The cheesy potatoes, (I thought I’d made to much) was eaten with the rest of the meal, with great delight and much savouring of the great flavour. A Taste Rating in 8.8/10.
I put the emptied-with-pleasure tray on the other chair. And turned on the TV. Adverts were on at the time, as I waited for ‘The Interceptors’ program to start. Zzzz!
I woke with a start, hours later. Sure, that noise had woken me up. I put the hearing aids in and listened. Well, I had to take the dinner things to get washed, and I was not confident whether I’d taken the evening medications or not, so I had to get up anyway, and could have a look around for any signs of what made the noise at the same time. Did you note that? Logicality of thought from Inchcock – and, when he’d just woken up?
I was taking the tray with me, and the four-pronged walking stick to the kitchen. When I got a bit of a wobbled on. Resulting in my giving myself a toe-stubbing against the Ottoman. I grimaced, uttered a few silent, well-chosen oaths, and carried on, almost knocking over the corner stand of bric-a-brac and knick-knackery.
Luckily, my arm only went through the second shelf, knocking over some photographs, and I stopped myself falling onto it by using the corner of the wall, handily placed for me to use! Hahaha!
Thank heavens it didn’t go over! I’d have still been clearing it up now! So, a bit of bad (painful), then good fortune almost at the same time?
I could not find anything that might have caused the sound that woke me up, but it must have been loud to stir me from sleep with no hearing aids in, and the headphones on?
I washed the pots, then took a snap of the evening sky. The sun seemed out a little late?
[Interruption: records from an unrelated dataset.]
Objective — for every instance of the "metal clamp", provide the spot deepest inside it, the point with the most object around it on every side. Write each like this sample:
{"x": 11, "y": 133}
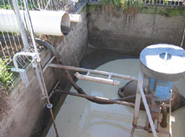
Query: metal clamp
{"x": 49, "y": 106}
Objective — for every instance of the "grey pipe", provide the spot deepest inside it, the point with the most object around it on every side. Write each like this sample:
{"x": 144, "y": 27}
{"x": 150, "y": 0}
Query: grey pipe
{"x": 70, "y": 79}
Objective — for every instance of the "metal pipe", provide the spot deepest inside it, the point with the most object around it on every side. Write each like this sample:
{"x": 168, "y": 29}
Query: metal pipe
{"x": 55, "y": 23}
{"x": 97, "y": 79}
{"x": 75, "y": 18}
{"x": 93, "y": 71}
{"x": 68, "y": 76}
{"x": 20, "y": 24}
{"x": 33, "y": 55}
{"x": 106, "y": 100}
{"x": 182, "y": 42}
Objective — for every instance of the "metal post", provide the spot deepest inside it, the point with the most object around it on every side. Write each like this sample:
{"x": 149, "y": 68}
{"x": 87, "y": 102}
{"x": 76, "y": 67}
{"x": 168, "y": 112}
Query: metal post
{"x": 20, "y": 23}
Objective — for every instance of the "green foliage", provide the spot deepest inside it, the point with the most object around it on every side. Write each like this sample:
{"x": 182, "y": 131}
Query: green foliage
{"x": 6, "y": 77}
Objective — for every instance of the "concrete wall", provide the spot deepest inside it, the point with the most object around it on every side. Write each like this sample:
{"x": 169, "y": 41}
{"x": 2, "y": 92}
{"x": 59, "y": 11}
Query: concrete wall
{"x": 27, "y": 106}
{"x": 116, "y": 31}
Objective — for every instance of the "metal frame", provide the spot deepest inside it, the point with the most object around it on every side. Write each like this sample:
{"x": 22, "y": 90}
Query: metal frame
{"x": 139, "y": 95}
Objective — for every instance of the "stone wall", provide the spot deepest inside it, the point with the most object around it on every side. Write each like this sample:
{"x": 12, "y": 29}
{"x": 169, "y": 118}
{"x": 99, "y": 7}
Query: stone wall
{"x": 129, "y": 35}
{"x": 27, "y": 107}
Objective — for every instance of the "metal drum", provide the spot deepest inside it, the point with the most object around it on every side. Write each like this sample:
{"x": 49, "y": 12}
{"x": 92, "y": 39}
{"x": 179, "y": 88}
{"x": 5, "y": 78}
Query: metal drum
{"x": 163, "y": 64}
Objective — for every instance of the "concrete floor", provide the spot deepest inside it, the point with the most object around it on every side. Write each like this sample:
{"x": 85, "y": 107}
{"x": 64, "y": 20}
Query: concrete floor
{"x": 81, "y": 118}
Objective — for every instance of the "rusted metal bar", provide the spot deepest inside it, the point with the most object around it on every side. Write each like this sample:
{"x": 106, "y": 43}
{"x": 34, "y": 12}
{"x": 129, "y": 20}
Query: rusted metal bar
{"x": 107, "y": 100}
{"x": 93, "y": 71}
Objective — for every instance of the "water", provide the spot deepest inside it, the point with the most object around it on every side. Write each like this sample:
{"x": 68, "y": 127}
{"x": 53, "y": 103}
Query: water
{"x": 81, "y": 118}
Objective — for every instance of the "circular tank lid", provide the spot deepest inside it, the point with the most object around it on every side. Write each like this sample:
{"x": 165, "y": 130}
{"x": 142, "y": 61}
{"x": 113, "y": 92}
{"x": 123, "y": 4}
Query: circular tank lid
{"x": 163, "y": 62}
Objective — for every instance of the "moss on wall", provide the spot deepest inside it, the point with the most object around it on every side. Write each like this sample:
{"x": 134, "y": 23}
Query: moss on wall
{"x": 165, "y": 11}
{"x": 160, "y": 10}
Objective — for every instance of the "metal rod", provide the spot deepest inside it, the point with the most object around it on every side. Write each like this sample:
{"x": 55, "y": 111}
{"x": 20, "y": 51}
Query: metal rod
{"x": 93, "y": 71}
{"x": 148, "y": 111}
{"x": 183, "y": 38}
{"x": 20, "y": 23}
{"x": 53, "y": 90}
{"x": 96, "y": 98}
{"x": 47, "y": 97}
{"x": 97, "y": 79}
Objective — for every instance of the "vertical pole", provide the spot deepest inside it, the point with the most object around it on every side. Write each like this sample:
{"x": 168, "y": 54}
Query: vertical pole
{"x": 21, "y": 24}
{"x": 170, "y": 120}
{"x": 137, "y": 103}
{"x": 43, "y": 87}
{"x": 140, "y": 84}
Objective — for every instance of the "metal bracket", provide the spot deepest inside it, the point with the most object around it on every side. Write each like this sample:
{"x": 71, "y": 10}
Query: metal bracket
{"x": 23, "y": 75}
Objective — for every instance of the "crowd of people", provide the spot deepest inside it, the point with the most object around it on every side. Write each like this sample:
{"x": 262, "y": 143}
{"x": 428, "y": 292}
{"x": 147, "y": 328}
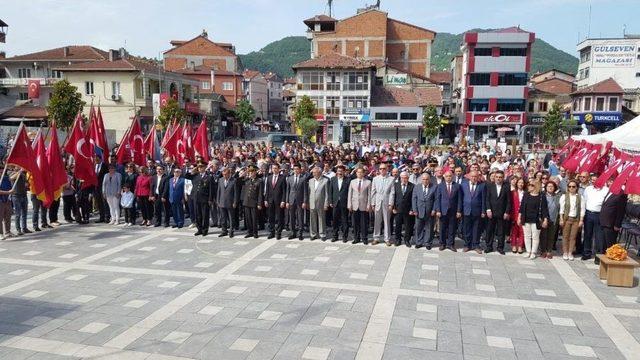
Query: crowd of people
{"x": 369, "y": 192}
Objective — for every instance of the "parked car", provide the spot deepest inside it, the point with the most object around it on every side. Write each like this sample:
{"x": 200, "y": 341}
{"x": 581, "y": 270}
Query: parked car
{"x": 278, "y": 139}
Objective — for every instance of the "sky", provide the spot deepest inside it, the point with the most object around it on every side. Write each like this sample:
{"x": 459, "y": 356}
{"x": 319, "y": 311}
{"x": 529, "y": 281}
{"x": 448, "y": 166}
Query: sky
{"x": 145, "y": 27}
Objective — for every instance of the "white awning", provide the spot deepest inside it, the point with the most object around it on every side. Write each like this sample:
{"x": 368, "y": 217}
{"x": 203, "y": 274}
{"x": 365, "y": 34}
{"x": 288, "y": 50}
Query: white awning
{"x": 396, "y": 124}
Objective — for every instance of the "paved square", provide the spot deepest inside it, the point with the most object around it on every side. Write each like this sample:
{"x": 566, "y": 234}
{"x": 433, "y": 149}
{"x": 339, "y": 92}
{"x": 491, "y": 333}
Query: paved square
{"x": 132, "y": 293}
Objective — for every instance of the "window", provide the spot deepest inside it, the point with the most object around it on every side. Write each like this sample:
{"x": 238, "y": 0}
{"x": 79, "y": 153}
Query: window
{"x": 480, "y": 79}
{"x": 24, "y": 73}
{"x": 513, "y": 51}
{"x": 479, "y": 105}
{"x": 482, "y": 51}
{"x": 333, "y": 105}
{"x": 412, "y": 116}
{"x": 510, "y": 105}
{"x": 333, "y": 80}
{"x": 355, "y": 81}
{"x": 585, "y": 54}
{"x": 542, "y": 106}
{"x": 386, "y": 116}
{"x": 311, "y": 80}
{"x": 350, "y": 103}
{"x": 115, "y": 88}
{"x": 88, "y": 87}
{"x": 512, "y": 79}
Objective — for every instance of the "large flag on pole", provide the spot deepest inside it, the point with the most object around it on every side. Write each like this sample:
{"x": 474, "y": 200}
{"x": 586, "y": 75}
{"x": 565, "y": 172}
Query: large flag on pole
{"x": 22, "y": 155}
{"x": 58, "y": 178}
{"x": 201, "y": 142}
{"x": 78, "y": 145}
{"x": 43, "y": 165}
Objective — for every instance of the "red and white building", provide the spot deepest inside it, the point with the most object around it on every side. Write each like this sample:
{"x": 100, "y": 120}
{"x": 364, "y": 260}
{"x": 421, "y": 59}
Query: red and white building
{"x": 495, "y": 67}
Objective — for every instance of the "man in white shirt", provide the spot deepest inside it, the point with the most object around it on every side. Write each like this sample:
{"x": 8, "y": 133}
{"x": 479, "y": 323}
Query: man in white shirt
{"x": 593, "y": 199}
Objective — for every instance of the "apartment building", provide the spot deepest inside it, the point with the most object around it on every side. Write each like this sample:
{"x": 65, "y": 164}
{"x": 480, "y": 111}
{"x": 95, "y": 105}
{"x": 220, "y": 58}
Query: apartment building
{"x": 494, "y": 87}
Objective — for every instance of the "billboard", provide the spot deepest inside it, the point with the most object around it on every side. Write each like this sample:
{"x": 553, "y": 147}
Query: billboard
{"x": 614, "y": 55}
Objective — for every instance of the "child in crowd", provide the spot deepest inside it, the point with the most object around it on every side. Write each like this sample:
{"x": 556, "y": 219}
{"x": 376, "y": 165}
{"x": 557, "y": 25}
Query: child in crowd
{"x": 126, "y": 201}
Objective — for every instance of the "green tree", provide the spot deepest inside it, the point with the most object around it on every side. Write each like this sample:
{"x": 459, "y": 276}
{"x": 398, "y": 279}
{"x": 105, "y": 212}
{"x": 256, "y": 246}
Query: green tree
{"x": 245, "y": 113}
{"x": 430, "y": 123}
{"x": 171, "y": 111}
{"x": 65, "y": 103}
{"x": 308, "y": 127}
{"x": 305, "y": 109}
{"x": 553, "y": 125}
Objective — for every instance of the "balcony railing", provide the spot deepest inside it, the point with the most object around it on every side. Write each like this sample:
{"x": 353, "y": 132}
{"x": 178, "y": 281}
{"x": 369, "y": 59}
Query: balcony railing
{"x": 24, "y": 81}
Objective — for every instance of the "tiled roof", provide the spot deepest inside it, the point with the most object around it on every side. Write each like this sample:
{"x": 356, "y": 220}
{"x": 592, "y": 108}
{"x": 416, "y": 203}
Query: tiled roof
{"x": 608, "y": 86}
{"x": 555, "y": 86}
{"x": 334, "y": 61}
{"x": 127, "y": 64}
{"x": 75, "y": 52}
{"x": 27, "y": 111}
{"x": 395, "y": 96}
{"x": 440, "y": 77}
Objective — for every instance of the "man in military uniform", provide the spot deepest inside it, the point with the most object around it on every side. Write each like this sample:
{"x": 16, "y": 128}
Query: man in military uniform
{"x": 204, "y": 195}
{"x": 251, "y": 199}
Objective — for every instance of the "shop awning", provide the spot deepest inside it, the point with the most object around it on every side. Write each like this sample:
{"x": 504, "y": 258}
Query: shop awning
{"x": 395, "y": 124}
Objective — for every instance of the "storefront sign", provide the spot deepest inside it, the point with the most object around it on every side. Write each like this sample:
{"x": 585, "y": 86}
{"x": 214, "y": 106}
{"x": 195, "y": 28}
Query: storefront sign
{"x": 496, "y": 118}
{"x": 598, "y": 118}
{"x": 614, "y": 55}
{"x": 397, "y": 79}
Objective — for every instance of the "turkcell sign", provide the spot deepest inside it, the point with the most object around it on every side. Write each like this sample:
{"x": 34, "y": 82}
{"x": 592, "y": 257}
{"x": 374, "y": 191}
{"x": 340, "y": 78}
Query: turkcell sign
{"x": 615, "y": 55}
{"x": 598, "y": 118}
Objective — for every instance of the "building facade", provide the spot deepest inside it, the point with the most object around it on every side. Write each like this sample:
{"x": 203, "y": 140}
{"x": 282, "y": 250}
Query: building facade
{"x": 616, "y": 58}
{"x": 372, "y": 35}
{"x": 494, "y": 89}
{"x": 256, "y": 91}
{"x": 123, "y": 86}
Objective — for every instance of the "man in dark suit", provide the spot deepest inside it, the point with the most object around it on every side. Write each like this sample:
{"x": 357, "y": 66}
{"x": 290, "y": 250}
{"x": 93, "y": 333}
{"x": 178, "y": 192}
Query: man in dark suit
{"x": 400, "y": 205}
{"x": 176, "y": 198}
{"x": 294, "y": 200}
{"x": 611, "y": 215}
{"x": 160, "y": 196}
{"x": 338, "y": 193}
{"x": 227, "y": 201}
{"x": 422, "y": 202}
{"x": 448, "y": 208}
{"x": 274, "y": 201}
{"x": 498, "y": 207}
{"x": 101, "y": 170}
{"x": 252, "y": 201}
{"x": 473, "y": 210}
{"x": 203, "y": 194}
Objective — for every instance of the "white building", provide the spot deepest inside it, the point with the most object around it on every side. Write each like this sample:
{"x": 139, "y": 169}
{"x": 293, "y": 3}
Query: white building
{"x": 616, "y": 58}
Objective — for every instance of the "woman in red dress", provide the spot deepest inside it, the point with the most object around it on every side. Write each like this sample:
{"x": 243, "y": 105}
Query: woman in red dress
{"x": 517, "y": 232}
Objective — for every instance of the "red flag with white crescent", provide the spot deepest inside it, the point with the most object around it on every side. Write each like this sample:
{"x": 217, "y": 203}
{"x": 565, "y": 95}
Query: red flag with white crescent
{"x": 34, "y": 89}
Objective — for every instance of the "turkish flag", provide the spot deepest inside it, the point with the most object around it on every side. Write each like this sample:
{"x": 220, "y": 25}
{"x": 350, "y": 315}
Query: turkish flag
{"x": 58, "y": 174}
{"x": 164, "y": 98}
{"x": 43, "y": 165}
{"x": 97, "y": 135}
{"x": 201, "y": 142}
{"x": 78, "y": 145}
{"x": 34, "y": 89}
{"x": 21, "y": 154}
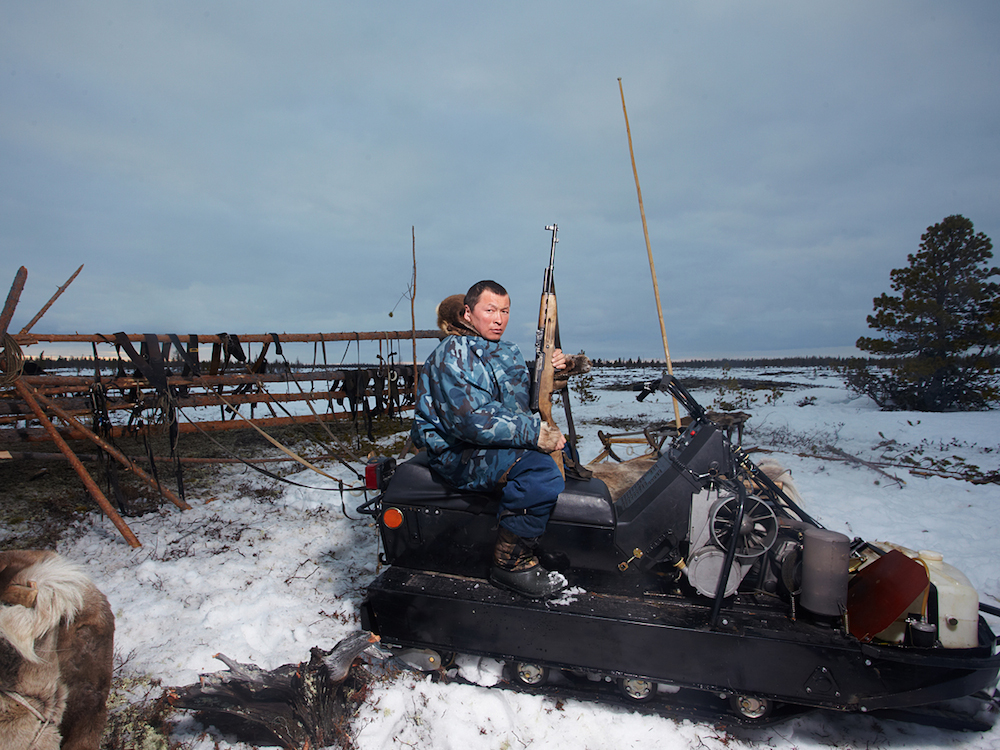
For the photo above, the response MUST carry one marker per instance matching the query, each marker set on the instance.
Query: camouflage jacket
(472, 413)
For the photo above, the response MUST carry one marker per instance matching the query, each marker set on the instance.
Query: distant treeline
(828, 362)
(87, 363)
(44, 364)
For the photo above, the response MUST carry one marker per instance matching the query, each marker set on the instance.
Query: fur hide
(56, 654)
(451, 316)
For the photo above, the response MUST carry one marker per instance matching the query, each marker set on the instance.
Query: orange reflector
(392, 518)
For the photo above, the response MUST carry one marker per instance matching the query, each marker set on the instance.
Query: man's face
(490, 315)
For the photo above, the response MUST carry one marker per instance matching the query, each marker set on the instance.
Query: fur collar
(451, 317)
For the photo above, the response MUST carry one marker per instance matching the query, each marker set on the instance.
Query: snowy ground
(263, 571)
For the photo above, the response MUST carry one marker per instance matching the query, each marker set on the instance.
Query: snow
(262, 572)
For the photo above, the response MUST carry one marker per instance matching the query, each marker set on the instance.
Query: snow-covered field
(263, 571)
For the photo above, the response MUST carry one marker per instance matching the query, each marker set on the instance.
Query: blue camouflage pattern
(472, 413)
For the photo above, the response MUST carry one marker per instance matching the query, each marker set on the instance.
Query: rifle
(545, 342)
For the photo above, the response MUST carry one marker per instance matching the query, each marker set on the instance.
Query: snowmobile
(704, 578)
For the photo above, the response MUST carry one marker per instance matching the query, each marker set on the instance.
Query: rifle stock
(545, 342)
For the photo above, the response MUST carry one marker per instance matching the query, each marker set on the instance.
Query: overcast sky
(257, 166)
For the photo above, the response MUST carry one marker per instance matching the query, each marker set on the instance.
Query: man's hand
(558, 359)
(550, 439)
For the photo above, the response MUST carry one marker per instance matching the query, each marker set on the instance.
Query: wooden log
(78, 467)
(299, 705)
(114, 453)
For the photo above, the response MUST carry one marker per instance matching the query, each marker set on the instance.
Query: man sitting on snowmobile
(473, 417)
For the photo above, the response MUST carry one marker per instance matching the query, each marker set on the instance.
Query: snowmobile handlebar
(669, 384)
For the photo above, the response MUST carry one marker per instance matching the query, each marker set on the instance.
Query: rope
(43, 722)
(13, 361)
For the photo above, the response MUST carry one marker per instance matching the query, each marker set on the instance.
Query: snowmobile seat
(414, 484)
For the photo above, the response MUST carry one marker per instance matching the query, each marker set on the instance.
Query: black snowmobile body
(796, 620)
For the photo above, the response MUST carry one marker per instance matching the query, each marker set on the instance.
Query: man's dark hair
(476, 290)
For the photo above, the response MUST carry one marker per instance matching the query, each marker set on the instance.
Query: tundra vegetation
(940, 332)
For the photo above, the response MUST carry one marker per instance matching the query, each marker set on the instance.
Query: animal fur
(56, 657)
(451, 316)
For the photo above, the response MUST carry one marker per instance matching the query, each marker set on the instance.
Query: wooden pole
(413, 316)
(649, 252)
(78, 467)
(112, 451)
(12, 297)
(48, 304)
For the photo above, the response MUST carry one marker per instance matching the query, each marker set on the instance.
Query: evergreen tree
(941, 332)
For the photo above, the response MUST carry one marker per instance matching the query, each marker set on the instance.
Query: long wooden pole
(649, 252)
(111, 450)
(413, 314)
(12, 297)
(88, 481)
(48, 304)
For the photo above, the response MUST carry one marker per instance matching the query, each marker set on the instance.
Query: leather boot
(516, 567)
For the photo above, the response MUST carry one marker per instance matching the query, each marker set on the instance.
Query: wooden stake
(111, 450)
(12, 297)
(649, 252)
(88, 481)
(48, 304)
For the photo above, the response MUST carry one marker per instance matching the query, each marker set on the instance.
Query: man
(473, 417)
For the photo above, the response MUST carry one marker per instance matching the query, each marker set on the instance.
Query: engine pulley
(756, 533)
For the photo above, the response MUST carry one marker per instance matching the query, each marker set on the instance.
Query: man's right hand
(550, 439)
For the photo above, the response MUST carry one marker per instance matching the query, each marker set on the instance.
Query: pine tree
(941, 332)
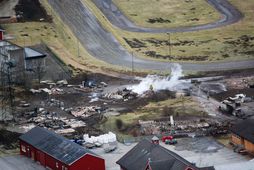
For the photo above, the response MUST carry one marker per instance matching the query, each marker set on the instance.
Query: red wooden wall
(87, 162)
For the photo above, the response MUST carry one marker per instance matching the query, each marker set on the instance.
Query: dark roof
(245, 129)
(55, 145)
(32, 54)
(160, 158)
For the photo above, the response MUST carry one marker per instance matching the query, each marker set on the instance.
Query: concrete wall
(249, 146)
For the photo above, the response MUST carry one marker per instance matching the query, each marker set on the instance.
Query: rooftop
(31, 53)
(55, 145)
(158, 158)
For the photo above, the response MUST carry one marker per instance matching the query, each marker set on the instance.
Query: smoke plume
(157, 83)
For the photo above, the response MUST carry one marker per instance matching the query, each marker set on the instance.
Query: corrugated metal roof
(31, 53)
(159, 157)
(55, 145)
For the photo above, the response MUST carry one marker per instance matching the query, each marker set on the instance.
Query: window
(23, 148)
(64, 168)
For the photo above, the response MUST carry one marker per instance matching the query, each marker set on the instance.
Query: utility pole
(78, 47)
(132, 64)
(169, 44)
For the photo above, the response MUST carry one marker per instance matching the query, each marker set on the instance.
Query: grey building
(20, 60)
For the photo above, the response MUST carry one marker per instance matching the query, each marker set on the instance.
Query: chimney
(155, 140)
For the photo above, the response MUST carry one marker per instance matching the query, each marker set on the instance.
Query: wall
(41, 157)
(249, 146)
(237, 140)
(88, 162)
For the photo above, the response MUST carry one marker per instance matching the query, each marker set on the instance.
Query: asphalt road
(7, 8)
(104, 46)
(228, 12)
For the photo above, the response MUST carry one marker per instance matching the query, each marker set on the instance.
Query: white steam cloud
(172, 82)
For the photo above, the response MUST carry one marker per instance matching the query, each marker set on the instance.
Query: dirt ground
(7, 8)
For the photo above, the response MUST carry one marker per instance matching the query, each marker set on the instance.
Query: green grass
(60, 39)
(202, 46)
(175, 12)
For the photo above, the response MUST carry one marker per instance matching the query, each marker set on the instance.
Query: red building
(1, 34)
(58, 153)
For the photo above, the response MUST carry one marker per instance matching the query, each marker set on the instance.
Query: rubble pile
(202, 127)
(124, 94)
(86, 111)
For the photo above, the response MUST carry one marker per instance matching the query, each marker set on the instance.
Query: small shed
(58, 153)
(34, 59)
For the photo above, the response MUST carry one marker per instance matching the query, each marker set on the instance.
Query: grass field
(168, 13)
(59, 38)
(232, 42)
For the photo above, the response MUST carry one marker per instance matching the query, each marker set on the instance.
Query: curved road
(104, 46)
(228, 12)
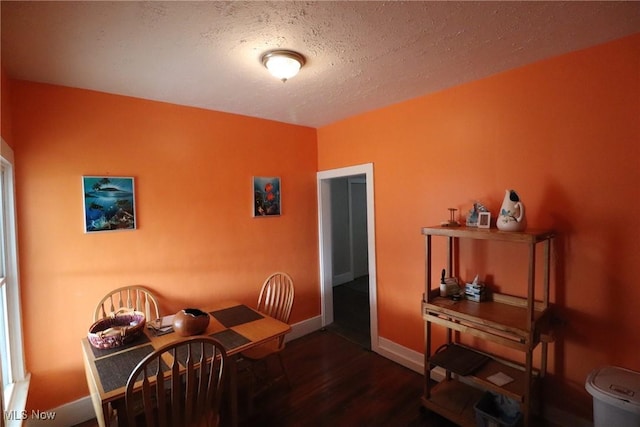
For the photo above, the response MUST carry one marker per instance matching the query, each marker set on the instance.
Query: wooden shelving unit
(521, 323)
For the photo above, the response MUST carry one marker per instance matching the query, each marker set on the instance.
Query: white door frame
(324, 238)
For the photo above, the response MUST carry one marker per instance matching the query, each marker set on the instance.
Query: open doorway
(345, 212)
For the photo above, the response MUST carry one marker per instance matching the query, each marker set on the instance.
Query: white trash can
(616, 397)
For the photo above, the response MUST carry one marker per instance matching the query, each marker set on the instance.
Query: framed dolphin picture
(109, 203)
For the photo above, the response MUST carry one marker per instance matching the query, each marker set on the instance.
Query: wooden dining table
(237, 326)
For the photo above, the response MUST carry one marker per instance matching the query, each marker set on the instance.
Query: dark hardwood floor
(335, 382)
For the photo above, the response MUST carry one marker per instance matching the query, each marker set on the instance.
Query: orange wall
(565, 133)
(196, 240)
(5, 109)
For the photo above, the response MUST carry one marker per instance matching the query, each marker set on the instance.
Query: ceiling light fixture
(283, 64)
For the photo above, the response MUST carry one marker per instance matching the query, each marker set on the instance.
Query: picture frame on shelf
(484, 219)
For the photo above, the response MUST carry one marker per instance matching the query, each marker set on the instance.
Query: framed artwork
(484, 219)
(266, 196)
(109, 203)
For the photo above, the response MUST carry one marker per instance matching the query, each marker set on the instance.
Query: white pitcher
(511, 217)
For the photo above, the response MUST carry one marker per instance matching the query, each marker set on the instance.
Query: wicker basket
(117, 329)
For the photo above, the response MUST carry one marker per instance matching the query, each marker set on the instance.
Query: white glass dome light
(283, 64)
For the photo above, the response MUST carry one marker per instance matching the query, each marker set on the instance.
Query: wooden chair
(135, 297)
(179, 385)
(275, 300)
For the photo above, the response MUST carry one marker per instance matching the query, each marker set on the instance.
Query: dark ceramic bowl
(190, 321)
(116, 330)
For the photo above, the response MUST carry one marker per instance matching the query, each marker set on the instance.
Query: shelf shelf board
(487, 317)
(527, 236)
(454, 400)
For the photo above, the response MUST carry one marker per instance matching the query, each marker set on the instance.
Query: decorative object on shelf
(475, 291)
(484, 220)
(511, 217)
(452, 219)
(266, 196)
(118, 329)
(108, 203)
(448, 285)
(474, 214)
(190, 321)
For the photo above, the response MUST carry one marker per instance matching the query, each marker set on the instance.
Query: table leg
(233, 387)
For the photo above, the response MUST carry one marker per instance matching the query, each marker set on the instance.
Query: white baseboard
(82, 409)
(69, 414)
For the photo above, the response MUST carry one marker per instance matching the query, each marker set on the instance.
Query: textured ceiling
(360, 55)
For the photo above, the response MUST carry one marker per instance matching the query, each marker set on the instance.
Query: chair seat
(263, 350)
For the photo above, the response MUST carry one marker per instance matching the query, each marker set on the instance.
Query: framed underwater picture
(266, 196)
(109, 203)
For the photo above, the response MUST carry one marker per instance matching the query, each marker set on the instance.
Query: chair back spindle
(180, 385)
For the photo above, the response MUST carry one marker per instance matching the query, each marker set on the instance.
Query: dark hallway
(351, 311)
I returned to the £300, second-hand, near-dilapidated, gungy-beige coloured, c1968, sometimes working, uncomfortable, rickety, rinky-dinked, rattling, rusty, resurrected, reconditioned, recalcitrant, recidivating and rotting-away, recliner, with its bits of radicchio in the creases still being found after last weeks Whooopsiedangleplop of my dropping of the salad plate.
Settled again, to try and watch some TV, but the mind-storming began. Eventually ~I nodded-off, and into a dream of mix-up mystifications.